TAIPEI (Reuters) -- Taiwan on Friday blamed Chinese "bullying" for Guyana's decision to revoke a deal for the island to open a representative office in the South American country, saying it had tried without success to get Guyana to change its mind.
Taiwan had already begun initial operations at the office, in effect a de facto embassy, last month.

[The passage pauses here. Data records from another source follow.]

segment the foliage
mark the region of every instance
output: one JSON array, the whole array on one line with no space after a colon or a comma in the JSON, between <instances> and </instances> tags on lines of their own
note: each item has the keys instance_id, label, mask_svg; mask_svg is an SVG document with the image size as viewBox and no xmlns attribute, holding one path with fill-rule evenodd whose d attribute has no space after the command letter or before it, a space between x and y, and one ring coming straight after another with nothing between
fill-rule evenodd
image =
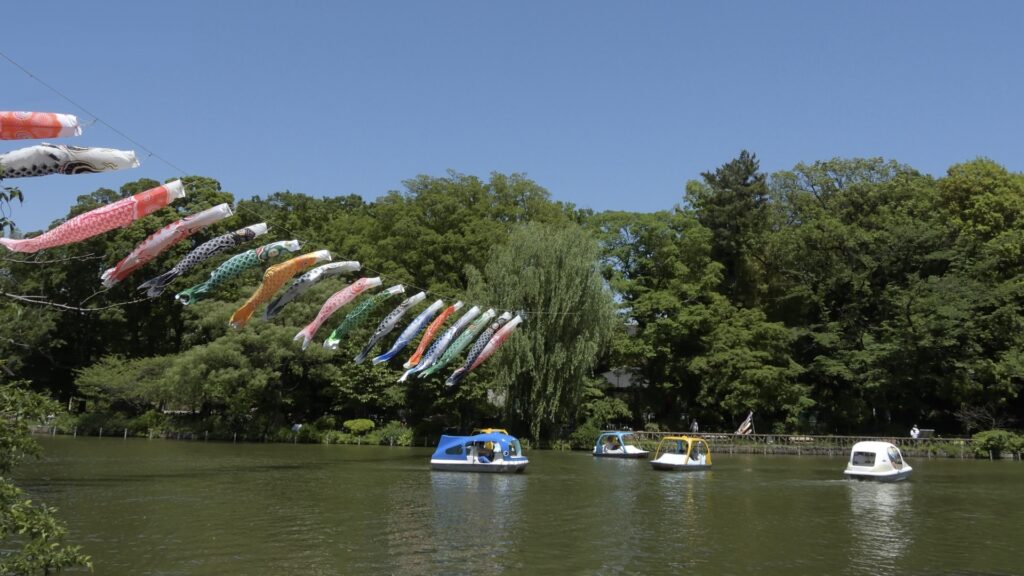
<instances>
[{"instance_id":1,"label":"foliage","mask_svg":"<svg viewBox=\"0 0 1024 576\"><path fill-rule=\"evenodd\" d=\"M587 377L610 340L612 300L598 255L579 227L527 223L494 249L484 269L487 301L524 317L494 373L507 392L507 417L531 438L574 423Z\"/></svg>"},{"instance_id":2,"label":"foliage","mask_svg":"<svg viewBox=\"0 0 1024 576\"><path fill-rule=\"evenodd\" d=\"M359 436L374 429L376 424L374 424L373 420L367 418L356 418L354 420L345 420L343 425L349 433Z\"/></svg>"},{"instance_id":3,"label":"foliage","mask_svg":"<svg viewBox=\"0 0 1024 576\"><path fill-rule=\"evenodd\" d=\"M46 264L0 264L4 293L92 308L0 301L0 369L84 408L80 429L290 441L292 423L317 422L304 428L310 441L334 430L365 442L337 422L409 422L435 437L501 421L542 443L610 423L682 429L696 418L731 430L749 410L765 429L813 420L857 434L913 422L970 433L1024 413L1024 176L990 160L938 178L881 158L766 174L744 151L688 182L679 206L647 214L577 210L521 174L417 176L372 202L280 192L241 200L236 218L98 293L98 271L154 230L233 199L212 178L184 180L188 197L173 207L48 250ZM157 183L83 195L66 218ZM299 238L389 281L523 313L524 323L452 389L440 373L397 382L403 358L350 362L386 310L337 351L294 344L345 279L240 331L226 320L258 270L187 307L170 294L135 301L134 286L198 243L261 220L272 232L259 242ZM631 384L613 398L600 385L609 372Z\"/></svg>"},{"instance_id":4,"label":"foliage","mask_svg":"<svg viewBox=\"0 0 1024 576\"><path fill-rule=\"evenodd\" d=\"M56 509L37 504L7 475L24 458L39 453L29 425L56 412L50 400L20 383L0 383L0 574L48 574L85 566L89 557L63 543L67 528Z\"/></svg>"},{"instance_id":5,"label":"foliage","mask_svg":"<svg viewBox=\"0 0 1024 576\"><path fill-rule=\"evenodd\" d=\"M972 437L971 446L977 456L987 457L991 453L998 458L1002 452L1024 451L1024 437L1009 430L985 430Z\"/></svg>"}]
</instances>

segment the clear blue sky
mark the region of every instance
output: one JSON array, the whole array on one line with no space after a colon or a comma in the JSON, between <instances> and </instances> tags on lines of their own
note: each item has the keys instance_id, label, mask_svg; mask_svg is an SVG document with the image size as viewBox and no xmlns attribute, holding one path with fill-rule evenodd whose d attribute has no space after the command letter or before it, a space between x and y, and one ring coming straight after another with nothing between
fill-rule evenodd
<instances>
[{"instance_id":1,"label":"clear blue sky","mask_svg":"<svg viewBox=\"0 0 1024 576\"><path fill-rule=\"evenodd\" d=\"M883 156L1024 169L1024 3L51 1L0 51L236 198L373 200L417 174L523 172L556 200L654 211L699 173ZM89 115L0 59L0 110ZM134 148L96 124L78 146ZM0 151L26 142L0 142ZM9 180L23 230L178 173Z\"/></svg>"}]
</instances>

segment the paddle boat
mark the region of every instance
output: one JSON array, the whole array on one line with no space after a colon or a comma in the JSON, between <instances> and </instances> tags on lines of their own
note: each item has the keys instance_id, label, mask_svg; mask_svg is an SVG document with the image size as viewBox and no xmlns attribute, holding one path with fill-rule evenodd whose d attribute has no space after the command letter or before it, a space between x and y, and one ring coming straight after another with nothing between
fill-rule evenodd
<instances>
[{"instance_id":1,"label":"paddle boat","mask_svg":"<svg viewBox=\"0 0 1024 576\"><path fill-rule=\"evenodd\" d=\"M605 458L646 458L648 452L634 446L633 433L621 430L603 431L594 443L594 455Z\"/></svg>"},{"instance_id":2,"label":"paddle boat","mask_svg":"<svg viewBox=\"0 0 1024 576\"><path fill-rule=\"evenodd\" d=\"M657 443L650 465L655 470L707 470L711 468L711 447L702 438L667 436Z\"/></svg>"},{"instance_id":3,"label":"paddle boat","mask_svg":"<svg viewBox=\"0 0 1024 576\"><path fill-rule=\"evenodd\" d=\"M442 436L430 468L460 472L521 472L529 460L514 436L502 433Z\"/></svg>"},{"instance_id":4,"label":"paddle boat","mask_svg":"<svg viewBox=\"0 0 1024 576\"><path fill-rule=\"evenodd\" d=\"M903 461L899 448L888 442L858 442L850 450L850 461L843 474L855 480L898 482L906 480L913 468Z\"/></svg>"}]
</instances>

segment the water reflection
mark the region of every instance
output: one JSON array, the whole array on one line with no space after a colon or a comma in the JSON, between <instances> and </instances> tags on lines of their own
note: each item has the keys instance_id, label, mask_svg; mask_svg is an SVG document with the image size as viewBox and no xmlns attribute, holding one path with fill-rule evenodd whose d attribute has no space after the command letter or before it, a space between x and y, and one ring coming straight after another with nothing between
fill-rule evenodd
<instances>
[{"instance_id":1,"label":"water reflection","mask_svg":"<svg viewBox=\"0 0 1024 576\"><path fill-rule=\"evenodd\" d=\"M853 537L850 566L861 574L895 574L913 543L913 485L848 484Z\"/></svg>"},{"instance_id":2,"label":"water reflection","mask_svg":"<svg viewBox=\"0 0 1024 576\"><path fill-rule=\"evenodd\" d=\"M525 475L431 471L434 567L441 572L497 574L515 559Z\"/></svg>"}]
</instances>

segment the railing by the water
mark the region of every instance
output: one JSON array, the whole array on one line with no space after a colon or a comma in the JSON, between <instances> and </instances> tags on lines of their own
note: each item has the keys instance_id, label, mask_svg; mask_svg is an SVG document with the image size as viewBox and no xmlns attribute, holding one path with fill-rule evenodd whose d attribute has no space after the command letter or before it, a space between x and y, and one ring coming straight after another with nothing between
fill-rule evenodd
<instances>
[{"instance_id":1,"label":"railing by the water","mask_svg":"<svg viewBox=\"0 0 1024 576\"><path fill-rule=\"evenodd\" d=\"M239 434L231 434L230 436L221 437L213 436L209 433L194 433L194 431L160 431L155 433L150 430L145 435L133 435L127 428L118 429L108 429L99 428L97 430L90 430L89 433L83 433L77 427L73 430L60 430L56 426L52 425L36 425L32 426L32 431L37 435L67 435L67 436L98 436L99 438L120 438L127 440L129 437L137 438L148 438L150 440L162 439L162 440L184 440L184 441L220 441L220 442L243 442L243 443L299 443L299 442L309 442L308 440L299 440L299 435L273 435L273 436L246 436ZM750 434L750 435L735 435L735 434L722 434L722 433L685 433L685 431L649 431L649 430L634 430L633 436L636 438L637 443L644 449L654 451L657 447L657 443L662 438L666 436L695 436L705 439L711 446L712 451L718 454L793 454L793 455L822 455L822 456L842 456L846 457L850 454L850 449L854 444L863 441L881 441L889 442L900 447L904 456L909 457L925 457L925 458L975 458L974 447L972 446L972 440L970 438L920 438L912 439L906 437L879 437L879 436L816 436L816 435L781 435L781 434ZM412 446L436 446L436 437L421 437L414 438ZM358 443L358 442L356 442ZM376 443L374 443L376 444ZM394 445L391 442L390 445ZM531 443L528 441L523 441L524 446L529 446ZM556 450L568 450L569 445L565 441L559 441L552 444L532 444L534 448L550 448ZM1011 457L1014 459L1021 459L1021 454L1011 454L1005 453L1004 457ZM984 456L981 456L984 457ZM990 453L988 456L992 458ZM995 456L998 458L998 456Z\"/></svg>"},{"instance_id":2,"label":"railing by the water","mask_svg":"<svg viewBox=\"0 0 1024 576\"><path fill-rule=\"evenodd\" d=\"M889 442L904 455L914 457L974 457L970 438L906 438L879 436L815 436L780 434L716 434L638 430L633 435L648 450L666 436L694 436L708 441L712 450L728 454L818 454L847 456L854 444L864 441Z\"/></svg>"}]
</instances>

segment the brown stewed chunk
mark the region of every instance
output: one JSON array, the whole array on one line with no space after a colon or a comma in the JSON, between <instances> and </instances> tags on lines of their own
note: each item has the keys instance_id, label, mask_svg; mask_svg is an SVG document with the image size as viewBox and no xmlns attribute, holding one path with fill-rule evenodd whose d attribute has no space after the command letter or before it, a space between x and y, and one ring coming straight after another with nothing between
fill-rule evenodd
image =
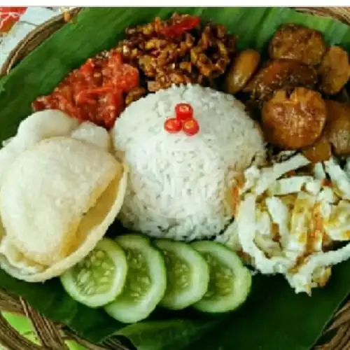
<instances>
[{"instance_id":1,"label":"brown stewed chunk","mask_svg":"<svg viewBox=\"0 0 350 350\"><path fill-rule=\"evenodd\" d=\"M350 155L350 104L326 100L325 133L337 155Z\"/></svg>"},{"instance_id":2,"label":"brown stewed chunk","mask_svg":"<svg viewBox=\"0 0 350 350\"><path fill-rule=\"evenodd\" d=\"M331 46L318 68L321 90L328 94L338 93L347 83L350 75L349 55L339 46Z\"/></svg>"},{"instance_id":3,"label":"brown stewed chunk","mask_svg":"<svg viewBox=\"0 0 350 350\"><path fill-rule=\"evenodd\" d=\"M253 99L267 101L280 90L291 91L302 86L314 89L317 72L312 66L291 59L274 59L267 63L243 89Z\"/></svg>"},{"instance_id":4,"label":"brown stewed chunk","mask_svg":"<svg viewBox=\"0 0 350 350\"><path fill-rule=\"evenodd\" d=\"M323 35L298 24L284 24L270 42L271 58L293 59L305 64L319 64L327 50Z\"/></svg>"},{"instance_id":5,"label":"brown stewed chunk","mask_svg":"<svg viewBox=\"0 0 350 350\"><path fill-rule=\"evenodd\" d=\"M324 130L321 137L316 141L304 148L302 154L313 163L328 160L332 155L332 147Z\"/></svg>"},{"instance_id":6,"label":"brown stewed chunk","mask_svg":"<svg viewBox=\"0 0 350 350\"><path fill-rule=\"evenodd\" d=\"M244 88L255 72L260 62L260 55L255 50L247 49L239 52L226 74L226 92L235 94Z\"/></svg>"},{"instance_id":7,"label":"brown stewed chunk","mask_svg":"<svg viewBox=\"0 0 350 350\"><path fill-rule=\"evenodd\" d=\"M288 97L285 90L279 90L264 104L262 130L274 146L297 150L320 137L326 118L326 103L318 92L297 88Z\"/></svg>"}]
</instances>

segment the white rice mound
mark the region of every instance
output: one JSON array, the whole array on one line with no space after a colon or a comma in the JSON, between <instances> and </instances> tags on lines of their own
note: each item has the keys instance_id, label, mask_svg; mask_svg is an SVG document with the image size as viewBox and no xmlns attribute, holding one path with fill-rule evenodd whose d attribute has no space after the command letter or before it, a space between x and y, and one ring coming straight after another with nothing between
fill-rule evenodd
<instances>
[{"instance_id":1,"label":"white rice mound","mask_svg":"<svg viewBox=\"0 0 350 350\"><path fill-rule=\"evenodd\" d=\"M169 134L176 104L194 109L200 132ZM134 102L112 131L130 166L119 219L152 237L213 237L232 218L226 200L234 177L265 160L262 134L234 97L197 85L173 86Z\"/></svg>"}]
</instances>

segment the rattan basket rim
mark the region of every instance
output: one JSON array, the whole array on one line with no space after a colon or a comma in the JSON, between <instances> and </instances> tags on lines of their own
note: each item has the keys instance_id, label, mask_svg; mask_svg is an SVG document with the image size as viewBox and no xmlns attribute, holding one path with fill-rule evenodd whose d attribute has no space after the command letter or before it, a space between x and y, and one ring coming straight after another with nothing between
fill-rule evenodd
<instances>
[{"instance_id":1,"label":"rattan basket rim","mask_svg":"<svg viewBox=\"0 0 350 350\"><path fill-rule=\"evenodd\" d=\"M302 7L294 8L298 11L315 15L330 16L350 25L350 7ZM80 8L71 10L76 15ZM22 39L10 52L0 70L0 77L10 71L50 35L65 25L64 15L57 15L36 27ZM7 293L0 288L0 312L10 312L27 316L31 320L41 346L35 345L13 329L0 313L0 346L8 350L65 350L64 341L71 339L88 350L128 350L116 338L112 337L103 344L89 343L64 325L52 322L31 307L21 298ZM324 332L328 339L326 344L314 350L350 350L350 300L334 315Z\"/></svg>"}]
</instances>

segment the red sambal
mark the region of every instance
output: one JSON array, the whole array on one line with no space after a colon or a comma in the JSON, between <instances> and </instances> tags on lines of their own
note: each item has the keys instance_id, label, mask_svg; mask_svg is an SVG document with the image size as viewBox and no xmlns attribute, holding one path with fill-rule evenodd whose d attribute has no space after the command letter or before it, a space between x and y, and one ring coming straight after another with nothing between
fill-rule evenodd
<instances>
[{"instance_id":1,"label":"red sambal","mask_svg":"<svg viewBox=\"0 0 350 350\"><path fill-rule=\"evenodd\" d=\"M111 50L88 59L32 106L34 111L59 109L109 129L125 108L125 95L139 86L138 69L123 63L121 54Z\"/></svg>"}]
</instances>

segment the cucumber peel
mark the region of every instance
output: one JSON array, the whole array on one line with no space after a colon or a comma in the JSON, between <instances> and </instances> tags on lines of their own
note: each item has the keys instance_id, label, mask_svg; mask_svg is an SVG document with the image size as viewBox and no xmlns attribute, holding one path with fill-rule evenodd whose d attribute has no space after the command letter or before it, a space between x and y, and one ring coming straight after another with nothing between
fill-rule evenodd
<instances>
[{"instance_id":1,"label":"cucumber peel","mask_svg":"<svg viewBox=\"0 0 350 350\"><path fill-rule=\"evenodd\" d=\"M127 272L122 249L104 238L88 256L61 275L60 280L73 299L95 308L111 302L122 292Z\"/></svg>"},{"instance_id":2,"label":"cucumber peel","mask_svg":"<svg viewBox=\"0 0 350 350\"><path fill-rule=\"evenodd\" d=\"M104 309L120 322L132 323L146 318L162 299L167 288L165 262L143 236L128 234L115 241L125 251L129 269L122 293Z\"/></svg>"},{"instance_id":3,"label":"cucumber peel","mask_svg":"<svg viewBox=\"0 0 350 350\"><path fill-rule=\"evenodd\" d=\"M204 258L189 244L167 239L153 244L165 258L167 286L160 305L180 310L198 302L209 282L209 268Z\"/></svg>"},{"instance_id":4,"label":"cucumber peel","mask_svg":"<svg viewBox=\"0 0 350 350\"><path fill-rule=\"evenodd\" d=\"M210 269L208 290L193 307L210 313L227 312L238 308L251 290L250 271L234 252L218 242L202 241L191 245L202 254Z\"/></svg>"}]
</instances>

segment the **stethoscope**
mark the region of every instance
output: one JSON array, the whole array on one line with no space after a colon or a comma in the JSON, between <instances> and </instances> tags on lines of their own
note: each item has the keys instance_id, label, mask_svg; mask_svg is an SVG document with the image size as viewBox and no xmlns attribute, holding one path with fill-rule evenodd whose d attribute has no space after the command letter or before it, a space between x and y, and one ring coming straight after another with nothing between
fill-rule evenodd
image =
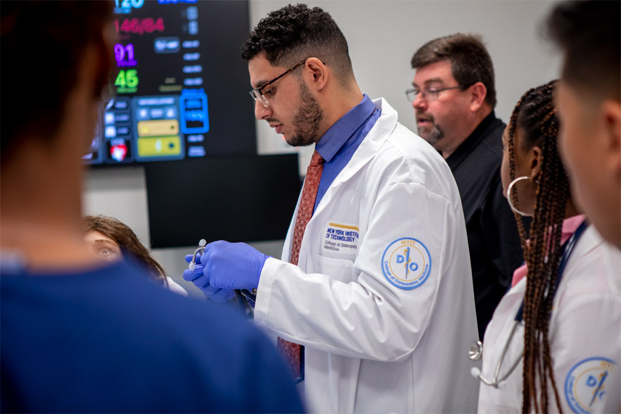
<instances>
[{"instance_id":1,"label":"stethoscope","mask_svg":"<svg viewBox=\"0 0 621 414\"><path fill-rule=\"evenodd\" d=\"M575 246L575 244L578 242L578 239L582 235L582 233L584 233L584 230L586 228L587 224L586 221L582 221L582 224L578 226L578 228L575 230L569 239L567 241L565 244L564 249L563 250L563 255L561 257L560 262L558 265L558 277L556 279L556 288L558 288L558 285L560 283L561 279L563 276L563 273L565 270L565 266L567 265L567 262L569 260L569 257L571 255L571 253L573 250L573 247ZM555 293L556 292L556 289L555 289ZM481 382L490 386L493 386L495 388L500 388L503 386L504 380L511 376L513 371L515 371L515 368L520 364L520 362L522 360L522 357L524 356L524 351L520 356L515 359L515 362L511 365L511 368L509 368L509 371L504 375L500 375L500 369L502 367L502 362L504 361L504 357L506 355L506 351L509 350L509 344L511 343L511 340L513 338L513 335L515 333L515 331L518 329L518 326L519 325L523 324L524 320L524 299L522 299L522 304L520 305L520 308L518 310L518 313L515 314L515 317L513 318L513 326L511 328L511 332L509 333L509 338L506 340L506 342L504 344L504 347L502 348L502 353L500 354L500 359L498 360L497 364L496 364L495 369L494 370L494 377L493 379L489 379L489 378L485 377L481 372L481 370L476 366L472 368L470 371L470 373L472 374L472 376L475 378L480 379ZM468 357L471 361L476 361L477 359L480 359L483 355L483 343L481 341L477 341L474 342L472 346L470 347L470 349L468 351Z\"/></svg>"},{"instance_id":2,"label":"stethoscope","mask_svg":"<svg viewBox=\"0 0 621 414\"><path fill-rule=\"evenodd\" d=\"M194 250L194 254L192 255L192 261L190 262L190 265L188 266L190 270L193 270L196 268L196 255L199 253L201 253L205 251L205 246L207 245L207 241L205 239L201 239L199 241L198 248ZM237 300L237 304L240 308L244 308L244 299L250 304L250 306L253 308L255 307L255 302L257 302L257 293L255 290L253 290L252 292L248 290L248 289L235 289L235 297Z\"/></svg>"}]
</instances>

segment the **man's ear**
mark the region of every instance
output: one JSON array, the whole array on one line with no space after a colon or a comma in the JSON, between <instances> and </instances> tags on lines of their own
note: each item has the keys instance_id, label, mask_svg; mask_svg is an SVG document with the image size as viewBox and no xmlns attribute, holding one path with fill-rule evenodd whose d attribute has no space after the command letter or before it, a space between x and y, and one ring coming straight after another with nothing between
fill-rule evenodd
<instances>
[{"instance_id":1,"label":"man's ear","mask_svg":"<svg viewBox=\"0 0 621 414\"><path fill-rule=\"evenodd\" d=\"M621 183L621 102L604 101L600 106L600 119L605 134L605 165L615 175L617 184Z\"/></svg>"},{"instance_id":2,"label":"man's ear","mask_svg":"<svg viewBox=\"0 0 621 414\"><path fill-rule=\"evenodd\" d=\"M316 57L309 57L304 64L307 70L304 77L309 88L321 90L328 82L328 68Z\"/></svg>"},{"instance_id":3,"label":"man's ear","mask_svg":"<svg viewBox=\"0 0 621 414\"><path fill-rule=\"evenodd\" d=\"M487 96L487 88L483 82L477 82L469 88L471 92L470 110L476 112L483 106Z\"/></svg>"}]
</instances>

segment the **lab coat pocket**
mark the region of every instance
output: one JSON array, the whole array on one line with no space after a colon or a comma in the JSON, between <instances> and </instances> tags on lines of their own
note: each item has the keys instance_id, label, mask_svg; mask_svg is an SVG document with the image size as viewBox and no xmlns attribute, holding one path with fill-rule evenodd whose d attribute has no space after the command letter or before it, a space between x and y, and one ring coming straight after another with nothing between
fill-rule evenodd
<instances>
[{"instance_id":1,"label":"lab coat pocket","mask_svg":"<svg viewBox=\"0 0 621 414\"><path fill-rule=\"evenodd\" d=\"M317 269L317 273L327 275L335 280L343 283L355 280L353 262L351 260L326 257L319 255L315 255L315 263L319 266Z\"/></svg>"}]
</instances>

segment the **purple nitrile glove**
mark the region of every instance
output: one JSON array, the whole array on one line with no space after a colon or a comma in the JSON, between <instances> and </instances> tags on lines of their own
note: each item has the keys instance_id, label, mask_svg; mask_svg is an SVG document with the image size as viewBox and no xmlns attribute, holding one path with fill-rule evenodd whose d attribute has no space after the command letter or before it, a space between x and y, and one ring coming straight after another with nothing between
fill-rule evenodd
<instances>
[{"instance_id":1,"label":"purple nitrile glove","mask_svg":"<svg viewBox=\"0 0 621 414\"><path fill-rule=\"evenodd\" d=\"M220 240L205 246L201 263L211 286L250 290L259 286L261 270L269 257L245 243Z\"/></svg>"},{"instance_id":2,"label":"purple nitrile glove","mask_svg":"<svg viewBox=\"0 0 621 414\"><path fill-rule=\"evenodd\" d=\"M193 255L186 255L186 262L188 263L192 262L192 257ZM231 289L219 289L210 286L209 279L203 273L203 269L204 266L201 264L201 259L197 256L196 266L193 270L190 269L184 270L184 279L193 283L207 297L215 302L226 302L235 297L235 293Z\"/></svg>"}]
</instances>

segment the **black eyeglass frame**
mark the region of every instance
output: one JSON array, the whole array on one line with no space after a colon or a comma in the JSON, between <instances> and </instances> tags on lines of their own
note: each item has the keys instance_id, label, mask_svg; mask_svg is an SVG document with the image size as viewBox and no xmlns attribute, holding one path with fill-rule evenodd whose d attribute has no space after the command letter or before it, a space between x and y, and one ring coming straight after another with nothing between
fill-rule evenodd
<instances>
[{"instance_id":1,"label":"black eyeglass frame","mask_svg":"<svg viewBox=\"0 0 621 414\"><path fill-rule=\"evenodd\" d=\"M451 86L449 88L442 88L442 89L422 89L422 90L421 89L417 90L415 88L406 89L406 97L408 98L408 101L409 101L410 102L413 102L414 101L416 100L416 97L418 96L418 94L422 93L423 94L422 95L423 99L424 99L427 102L433 102L433 101L437 100L437 98L439 97L438 95L439 95L440 92L443 92L444 90L448 90L450 89L461 89L462 90L466 90L466 89L468 89L469 88L470 88L475 83L476 83L476 82L475 82L474 83L471 83L470 85L464 86ZM417 90L418 90L418 92L416 92ZM428 95L428 94L430 92L433 93L433 95L435 97L433 99L428 99L427 97L426 96L426 95ZM411 93L414 93L414 99L411 99L410 97L410 94L411 94Z\"/></svg>"},{"instance_id":2,"label":"black eyeglass frame","mask_svg":"<svg viewBox=\"0 0 621 414\"><path fill-rule=\"evenodd\" d=\"M253 97L253 99L261 102L261 104L263 105L264 107L269 108L270 107L270 101L268 101L267 98L265 97L265 95L263 95L263 90L266 88L267 88L268 86L269 86L270 85L271 85L272 83L273 83L274 82L275 82L276 81L279 79L280 78L283 77L284 76L285 76L286 75L288 75L289 73L291 73L291 72L295 70L298 66L300 66L306 63L306 60L307 59L305 59L304 60L303 60L302 61L296 64L295 66L293 66L290 69L287 69L284 73L277 76L271 81L269 81L268 82L266 82L265 83L264 83L261 86L259 86L258 88L255 88L254 89L250 90L248 93L250 94L250 95L251 97Z\"/></svg>"}]
</instances>

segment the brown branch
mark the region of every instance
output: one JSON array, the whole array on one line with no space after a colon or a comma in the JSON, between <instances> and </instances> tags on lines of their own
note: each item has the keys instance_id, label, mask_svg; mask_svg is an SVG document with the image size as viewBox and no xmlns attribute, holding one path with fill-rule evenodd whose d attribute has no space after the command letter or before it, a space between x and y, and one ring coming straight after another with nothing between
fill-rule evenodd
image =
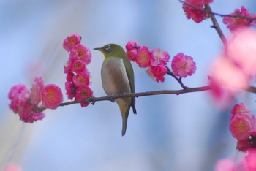
<instances>
[{"instance_id":1,"label":"brown branch","mask_svg":"<svg viewBox=\"0 0 256 171\"><path fill-rule=\"evenodd\" d=\"M219 37L222 39L224 45L226 46L227 45L227 39L224 36L222 31L220 28L217 20L216 20L214 14L212 12L211 9L210 7L210 5L205 4L205 7L206 7L206 12L208 13L208 15L210 15L210 18L211 19L211 21L214 24L211 27L215 28L215 30L217 31L217 33L219 34Z\"/></svg>"},{"instance_id":2,"label":"brown branch","mask_svg":"<svg viewBox=\"0 0 256 171\"><path fill-rule=\"evenodd\" d=\"M189 6L189 7L192 7L196 10L198 10L198 11L203 11L203 12L207 12L208 14L212 14L212 15L217 15L217 16L219 16L219 17L222 17L222 18L225 18L225 17L229 17L229 18L244 18L244 19L246 19L246 20L250 20L250 22L252 22L253 20L256 20L256 18L252 18L252 17L246 17L246 16L244 16L244 15L224 15L224 14L219 14L219 13L217 13L217 12L212 12L212 11L206 11L204 9L200 9L200 8L198 8L192 4L190 4L189 3L187 3L184 1L182 1L182 0L178 0L181 3L184 3L184 4Z\"/></svg>"},{"instance_id":3,"label":"brown branch","mask_svg":"<svg viewBox=\"0 0 256 171\"><path fill-rule=\"evenodd\" d=\"M67 105L71 105L71 104L74 104L86 103L86 102L91 103L91 104L94 104L94 103L96 102L99 102L99 101L108 100L108 101L114 102L115 99L116 99L118 98L121 98L121 97L140 97L140 96L154 96L154 95L161 95L161 94L179 95L181 94L208 91L211 89L211 88L208 86L195 87L195 88L186 87L186 88L184 88L181 90L160 90L160 91L146 91L146 92L141 92L141 93L130 93L130 94L129 93L123 93L123 94L113 94L113 95L108 96L101 96L101 97L92 96L88 99L83 101L83 102L78 102L78 101L74 100L72 102L61 103L59 106L67 106ZM248 92L256 94L256 87L250 86L246 91ZM45 107L38 107L37 111L42 112L42 111L45 110L45 109L46 109Z\"/></svg>"}]
</instances>

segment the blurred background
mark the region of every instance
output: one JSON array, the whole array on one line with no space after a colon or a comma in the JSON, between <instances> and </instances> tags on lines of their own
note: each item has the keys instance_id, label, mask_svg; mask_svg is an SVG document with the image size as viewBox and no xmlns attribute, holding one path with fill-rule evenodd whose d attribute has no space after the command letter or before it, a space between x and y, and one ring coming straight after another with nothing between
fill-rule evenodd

It had been welcomed by Washington and condemned by Beijing, which claims Taiwan as its own territory with no right to state-to-state ties.
Taiwan's Foreign Ministry said that because of Chinese pressure Guyana had "unilaterally" decided to back out of the deal, and Taiwan expressed deep regret it was unable to get the decision reversed.
"We express our strongest dissatisfaction and condemnation of the Chinese government once again bullying and compressing Taiwan's international space and Taiwan's participation in international affairs," the ministry said.
China's continued efforts to isolate Taiwan in the international arena runs counter to declarations by its leaders that it is against bullying and that "no one with thick arms and big fists has the final say," it added.
"The Chinese government's way of saying one thing and doing another will only highlight its evil nature."
In Beijing, Chinese Foreign Ministry spokesman Wang Wenbin said Guyana's "timely correcting of its mistake" would benefit their relations.
"Taiwan's separatist actions and botched performances do not enjoy popular support, their ugly features laid bare, doomed to become a laughing stock," he added.
China has gradually whittled away at the number of countries which still maintain formal diplomatic ties with Taiwan and now only 14 do, almost all developing countries including Haiti, Nicaragua and tiny Nauru in the Pacific.
The United States has been particularly concerned at China's efforts to grab Taiwanese allies in Latin America and the Caribbean, a traditional area of influence for Washington, and has accused China of offering economic inducements to seek domination.